Unveiling the relative timing jitter in counter propagating all normal dispersion (CANDi) dual-comb fiber laser

TL;DR

This paper introduces a novel, reference-free method to measure the relative timing jitter in CANDi dual-comb fiber lasers with femtosecond precision, revealing pump RIN as the main jitter source and guiding performance improvements.

Contribution

It enhances CANDi laser pulse energy, develops a new RTJ measurement technique, and identifies pump RIN as the primary factor affecting RTJ, providing insights for performance optimization.

Findings

Pulse energy increased from 1 nJ to 8 nJ.

RTJ measurement precision of 1.8 fs achieved.

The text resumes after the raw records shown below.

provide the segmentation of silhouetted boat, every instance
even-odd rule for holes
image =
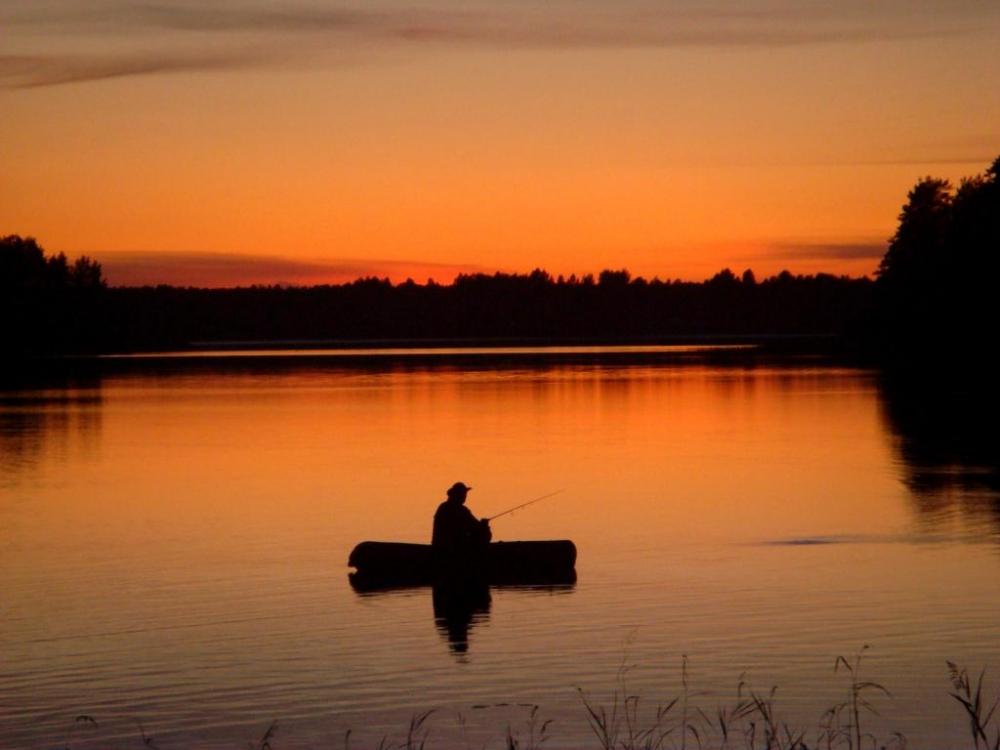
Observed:
[[[359,590],[462,583],[462,579],[500,586],[559,585],[576,582],[576,545],[568,539],[493,542],[481,565],[442,574],[429,544],[361,542],[347,564],[356,571],[350,578]]]

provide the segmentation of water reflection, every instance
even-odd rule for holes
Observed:
[[[996,549],[953,533],[968,514],[912,505],[996,497],[982,396],[935,401],[812,361],[101,367],[0,386],[16,482],[0,487],[5,746],[62,747],[80,713],[102,731],[135,716],[179,747],[260,736],[237,715],[293,717],[283,744],[318,747],[336,714],[374,745],[431,706],[521,699],[582,746],[571,688],[613,686],[637,633],[636,694],[671,690],[683,653],[712,691],[777,667],[759,680],[794,691],[796,725],[829,705],[827,656],[872,642],[917,722],[900,728],[944,747],[943,660],[998,660]],[[426,542],[458,476],[486,515],[569,485],[495,533],[572,538],[583,583],[461,607],[430,586],[345,585],[358,540]],[[756,544],[772,539],[791,542]],[[495,744],[495,729],[443,746]]]
[[[467,586],[435,586],[431,593],[434,603],[434,624],[455,655],[469,650],[469,631],[473,625],[486,622],[490,616],[490,587],[485,584]]]
[[[448,650],[460,660],[469,651],[472,631],[489,622],[493,606],[493,592],[503,591],[518,596],[538,594],[569,594],[576,588],[575,580],[566,583],[545,585],[487,585],[469,583],[462,586],[383,586],[366,585],[364,579],[354,574],[348,577],[351,588],[359,597],[377,598],[407,593],[422,596],[429,592],[434,612],[434,626],[441,638],[448,644]]]
[[[1000,532],[1000,399],[984,378],[884,371],[879,392],[903,481],[925,520],[960,514]]]
[[[0,483],[34,476],[46,457],[92,457],[102,406],[101,379],[94,373],[6,373],[0,380]]]

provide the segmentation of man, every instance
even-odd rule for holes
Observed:
[[[471,487],[455,482],[448,488],[448,499],[434,513],[431,549],[435,564],[444,572],[457,572],[482,564],[486,547],[493,538],[489,519],[477,520],[465,507]]]

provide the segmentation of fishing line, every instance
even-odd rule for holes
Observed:
[[[550,492],[547,495],[542,495],[541,497],[536,497],[534,500],[529,500],[526,503],[521,503],[520,505],[515,505],[513,508],[508,508],[507,510],[505,510],[505,511],[503,511],[501,513],[497,513],[495,516],[490,516],[486,520],[487,521],[492,521],[495,518],[500,518],[500,516],[506,516],[508,513],[513,513],[515,510],[521,510],[521,508],[527,508],[529,505],[533,505],[534,503],[541,502],[542,500],[547,500],[548,498],[550,498],[550,497],[552,497],[554,495],[558,495],[560,492],[565,492],[565,491],[566,491],[566,488],[563,487],[561,490],[556,490],[555,492]]]

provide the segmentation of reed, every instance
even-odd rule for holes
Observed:
[[[850,658],[838,656],[833,673],[842,678],[843,698],[823,711],[813,727],[798,727],[782,718],[777,687],[766,691],[753,688],[740,675],[734,696],[706,711],[700,705],[705,694],[692,690],[687,657],[681,660],[681,689],[664,703],[651,704],[630,689],[630,667],[622,665],[615,685],[604,701],[577,688],[583,718],[600,750],[907,750],[907,740],[899,732],[879,737],[869,729],[870,719],[879,716],[877,701],[891,698],[882,684],[864,672],[864,646]],[[973,680],[966,669],[947,662],[951,690],[947,692],[962,709],[969,728],[971,750],[1000,750],[1000,698],[988,697],[984,690],[985,670]],[[542,750],[552,739],[551,719],[543,718],[537,705],[527,704],[527,719],[519,727],[510,724],[502,733],[506,750]],[[376,750],[428,750],[430,718],[435,710],[414,714],[400,740],[383,736]],[[458,716],[463,729],[464,717]],[[157,750],[153,738],[141,724],[139,737],[126,747]],[[88,747],[99,738],[101,725],[90,715],[80,715],[72,723],[65,745]],[[277,721],[272,721],[250,750],[281,750],[277,741]],[[343,737],[344,750],[351,750],[352,732]],[[466,740],[466,750],[472,750]],[[102,748],[113,748],[106,743]],[[296,747],[300,743],[295,744]],[[446,745],[442,745],[446,747]]]
[[[267,729],[264,730],[264,734],[261,735],[257,744],[250,744],[250,750],[274,750],[274,746],[271,745],[271,740],[274,739],[274,735],[277,731],[278,721],[275,719],[270,723],[270,725],[268,725]]]
[[[989,710],[986,710],[986,703],[983,699],[983,678],[986,676],[986,670],[979,673],[975,690],[972,689],[972,681],[969,679],[968,671],[960,669],[954,662],[948,662],[948,672],[951,675],[953,688],[953,692],[949,695],[965,709],[976,750],[980,750],[981,747],[985,750],[1000,750],[1000,726],[993,722],[993,716],[1000,699],[994,699],[993,705],[990,706]],[[992,726],[991,722],[993,722]],[[991,732],[992,742],[989,738]]]
[[[523,737],[519,732],[514,731],[510,724],[507,725],[507,750],[539,750],[548,737],[549,725],[552,719],[542,720],[538,716],[538,706],[532,706],[527,721],[527,736]]]

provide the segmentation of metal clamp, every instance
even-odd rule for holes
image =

Pump RIN identified as main RTJ contributor.

Abstract

Counter-propagating all-normal dispersion (CANDi) fiber laser is an emerging high-energy single-cavity dual-comb laser source. Its relative timing jitter (RTJ), a critical parameter for dual-comb timing precision and spectral resolution, has not been comprehensively investigated. In this paper, we enhance the state-of-the-art CANDi fiber laser pulse energy from 1 nJ to 8 nJ. We then introduce a novel reference-free RTJ characterization technique that provides shot-to-shot measurement capability at femtosecond precision for the first time. The measurement noise floor reaches 1.6x10-7 fs2/Hz, and the corresponding integrated measurement precision is only 1.8 fs (1 kHz, 20 MHz). With this new characterization tool, we are able to study the physical origin of CANDi laser's RTJ in detail. We first verify that the cavity length fluctuation does not contribute to the RTJ. Then we measure the integrated RTJ to be 39 fs (1 kHz, 20 MHz) and identify the pump relative intensity noise (RIN) to be the dominant factor responsible for it. In particular, pump RIN is coupled to the RTJ through the Gordon-Haus effect. Finally, solutions to reduce the free-running CANDi laser's RTJ are discussed. This work provides a general guideline to improve the performance of compact single-cavity dual-comb systems like CANDi laser benefitting various dual-comb applications.